So let's give an example of a four of a kind. So we're going to compute those and we will see that we need to do-- to use all the-- a combination for all these rules. OK. So four of a kind is the special hand where we have four of one kind of value.

Notice, by the way, that the fifth card, because of this, must have a different value, right? Because there are only four cards that have, say, the value eight. Because there are only four different suits. So the fifth card will ultimately have a different value.

So as an example, we will have the 8 of spades and then the 9 of diamonds and all the other 8's-- the 8 of diamonds and the 8 of hearts and, say, the 8 of clubs. And how do we count these types of hands? We're going to look for a representation of how can you represent such hands, such objects? So we have to count a special type of object, a special kind of poker hand. And in order to do that, we're going to look for a way to represent these objects and in such a way that we can count them very easily.

And that's really the trick in order to solve these kinds of counting problems. So the representation that we have here is-- well, we can choose-- first of all, we can choose the value of the four kinds-- of the four cards. So how many choices do I have? Well, I got any choice. There are 13 different values so I have 13 choices. So that's easy.

Secondly, I can choose the value of the extra card. So how many choices do I have here? Well, the four of a kind already eliminates one kind of value completely. Right? So I have any of the other values is possible. Is equally likely, even. So I have 12 choices.

And, lastly, I can represent-- I need to still represent the suit of the extra card. So I also want to know the suit of the extra card. And how many choices do I have? Well, I can choose any of those four. So that's four.

So, essentially, what we constructed here is a mapping by using this representation. And the mapping tells us-- is as follows. Let's keep this up. So the mapping goes from poker hands-- from card-- from hands to-- from hands with four of a kind to this representation. So let's write it out.

So we have four of a kind. And then we have a function-- a mapping f-- that goes to this representation. We will have the first entry-- the value 1 and the value 2 and then a value 3. So for example, if you take this hands of cards, well, the first one, we see that the four of a kind has value 8. The value of the second card is the 9 of the 9 diamonds cards. So we have 9. And finally, the suit that I need to select for, the extra card is diamonds. So this is an example.
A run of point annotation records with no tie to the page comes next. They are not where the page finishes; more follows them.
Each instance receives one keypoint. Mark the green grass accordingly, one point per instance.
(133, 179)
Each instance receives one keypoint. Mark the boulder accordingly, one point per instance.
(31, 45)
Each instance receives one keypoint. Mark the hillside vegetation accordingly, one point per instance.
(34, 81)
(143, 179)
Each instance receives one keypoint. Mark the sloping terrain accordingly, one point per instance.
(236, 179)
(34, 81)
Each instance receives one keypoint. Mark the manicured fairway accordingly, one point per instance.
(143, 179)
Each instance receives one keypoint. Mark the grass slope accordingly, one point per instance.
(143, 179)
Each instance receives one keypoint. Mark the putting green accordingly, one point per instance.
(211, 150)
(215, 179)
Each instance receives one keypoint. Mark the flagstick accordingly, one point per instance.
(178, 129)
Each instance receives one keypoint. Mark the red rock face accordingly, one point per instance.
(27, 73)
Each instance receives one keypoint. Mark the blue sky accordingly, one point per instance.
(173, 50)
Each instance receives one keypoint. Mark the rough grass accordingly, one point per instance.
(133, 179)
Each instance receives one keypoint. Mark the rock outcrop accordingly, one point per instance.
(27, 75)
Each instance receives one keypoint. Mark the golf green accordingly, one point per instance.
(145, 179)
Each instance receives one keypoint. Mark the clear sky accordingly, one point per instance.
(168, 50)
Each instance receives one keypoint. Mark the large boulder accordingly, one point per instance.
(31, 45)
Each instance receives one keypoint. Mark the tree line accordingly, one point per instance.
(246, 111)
And now we know, because this is a bijection, we know that the number of hands with four of a kind is equal to all these types of sequences, all these types of sequences that can-- that are chosen according to this representation. Well, we have 13 choices for the first value. And given this first value, we have 12 choices for the second value. And given those two, I have four choices for the very last entry in this sequence.
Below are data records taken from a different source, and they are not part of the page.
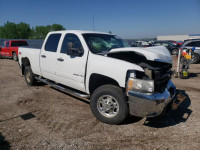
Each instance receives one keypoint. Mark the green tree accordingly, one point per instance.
(9, 30)
(24, 30)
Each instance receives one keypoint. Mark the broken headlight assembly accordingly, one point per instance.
(139, 85)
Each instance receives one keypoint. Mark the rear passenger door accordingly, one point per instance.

So this is the generalized product rule that I'm using. So we see that the number of sequences is equal to 13 times 12 times 4. Turns out this is equal to 624. Well, if you divide it over total number of cards.

So how did we do this? This is the generalized product rule. If you divide this number of the total number of cards we could get the fraction of one over about 4,000. So it's really rare that you get four of a kind. So it's a really good hand.
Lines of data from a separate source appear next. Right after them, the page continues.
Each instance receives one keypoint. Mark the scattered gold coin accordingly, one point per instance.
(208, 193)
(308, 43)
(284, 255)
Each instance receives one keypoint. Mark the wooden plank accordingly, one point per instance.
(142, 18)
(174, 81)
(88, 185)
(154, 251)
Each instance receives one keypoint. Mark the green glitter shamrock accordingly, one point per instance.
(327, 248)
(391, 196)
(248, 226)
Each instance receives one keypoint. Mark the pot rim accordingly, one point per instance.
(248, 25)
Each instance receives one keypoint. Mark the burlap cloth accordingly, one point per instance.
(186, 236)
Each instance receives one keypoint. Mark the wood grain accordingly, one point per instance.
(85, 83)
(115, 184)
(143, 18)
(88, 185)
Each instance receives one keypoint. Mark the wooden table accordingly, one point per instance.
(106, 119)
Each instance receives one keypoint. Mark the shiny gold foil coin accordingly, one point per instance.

OK. Let's do a few more of these. We also like to know how many full houses there are. A full house is a special hand. It has three cards of one value and two cards of another value.

So how many are there? So again, we are going to use the exact same principle. We're going to find a representation of this type of hand. So we have three cards of one value and two cards of another.

So for example, we may have the hands that contain, say, three cards with value 2. A 2 clubs, a 2 spades, and also a 2 diamonds. And, say, a Jack club and a Jack of diamonds. And another example could be, say, a 5 of diamonds and a 5 of hearts, 5 of clubs, 7 of hearts, and also a 7 of club.

So now you can see that it's very easy to represent this. Right? We can start grouping things together. We can say, represent this by first taking the value of the three cards that I have here. So it's 2. Then I want to indicate in a second term in my sequence-- in my representation-- which suits did I use over here? Well, I used clubs, spades and diamonds. So it's a set club, spades and diamonds.

And now I also have a pair. Like, two cards with the same value. What's the value? It's Jack. And what are the suits associated to these? Well, clubs and the diamonds. So I have not yet for-- given you the formal definition of the representation, but you can see that you could do something like this. So this is often how we start out on a piece of paper. You try to do something and hopefully it works.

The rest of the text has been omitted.